Posted on September 30, 2010


In honor of Banned Books Week, the wonderful Rejectionist and Tahereh have put together a collection of reviews of favorite books that have been banned or challenged. I am an ardent supporter of books, and this blog is designed to work against the kind of ignorance that is the cause and consequence of censorship. So I am joining them, reviewing Blood and Chocolate, the Young Adult book by Annette Curtis Klause. I enjoyed the book from the first time I read it, years ago, and only become more impressed upon hearing Ms. Klause speak.

The heroine of Blood and Chocolate is Vivian Gandillon. She is a werewolf, loup-garou from the French. She is very much human. She goes to school, reads, and interacts with the humans around her. But she also has a hidden life with her family, where her wolf side is celebrated, almost to the exclusion of humanity. The loups-garoux hold themselves distinct from the humans they live among, creating a separate, reclusive culture. They fight and hunt and mate young, and go into the human world reluctantly, when they have to in order to maintain their lifestyle.

For Vivian, the change from human to wolf and the life that it represents is seductive and powerful, charged with danger and lust. She inhabits her body and loves it for what it can do for her, what she can do with it. But she is not content with only that part of her life. The human world fascinates her, all the more when she falls in love with Aiden, a gentle, human classmate. Aiden is all that the loups-garoux are not, but he is interested in the supernatural, and Vivian dreams of telling him about her secret life.

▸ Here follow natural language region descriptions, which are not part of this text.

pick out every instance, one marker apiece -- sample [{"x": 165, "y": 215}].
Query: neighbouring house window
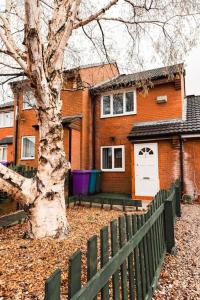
[
  {"x": 28, "y": 147},
  {"x": 3, "y": 153},
  {"x": 118, "y": 104},
  {"x": 28, "y": 100},
  {"x": 6, "y": 119},
  {"x": 113, "y": 158}
]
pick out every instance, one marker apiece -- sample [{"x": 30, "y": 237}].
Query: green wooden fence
[{"x": 132, "y": 250}]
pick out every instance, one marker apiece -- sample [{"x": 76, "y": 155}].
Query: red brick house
[
  {"x": 145, "y": 141},
  {"x": 6, "y": 131},
  {"x": 76, "y": 111},
  {"x": 139, "y": 129}
]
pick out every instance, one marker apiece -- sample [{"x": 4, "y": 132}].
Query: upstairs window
[
  {"x": 118, "y": 104},
  {"x": 28, "y": 147},
  {"x": 29, "y": 100},
  {"x": 3, "y": 153},
  {"x": 6, "y": 119},
  {"x": 112, "y": 158}
]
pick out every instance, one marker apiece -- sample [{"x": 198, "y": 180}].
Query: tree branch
[{"x": 96, "y": 15}]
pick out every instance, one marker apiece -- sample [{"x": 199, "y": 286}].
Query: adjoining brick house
[
  {"x": 6, "y": 131},
  {"x": 76, "y": 112},
  {"x": 143, "y": 142},
  {"x": 139, "y": 129}
]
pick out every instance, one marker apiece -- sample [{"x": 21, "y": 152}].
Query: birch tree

There was so much I love about this book. I read it at first for the novelty, for the magic of the change, and for the romance between Vivian and Aiden. But Vivian herself left the most lasting impression. She is so strong. She is an outsider in human culture. Unlike so many women, so many of the girls that inhabit young adult novels, no one has ever told her to hold her body back from all it can do. She has been encouraged to hone her body, to be comfortable in it and to revel it its potential for violence and sexuality. But she is not reduced or objectified by that. She is also intelligent, graceful and human. The story in the end is the story of the tension between those two sides of her nature. There could be no tension if either side were weaker. I imagine that this book is banned because of the violence, the sex, what is seen as the primitive impulses and their hold on Vivian. But she wouldn’t have the life that she is named for if she were in any way watered down. And the blood, and the chocolate, and the girl, balanced in between, are what caught at me.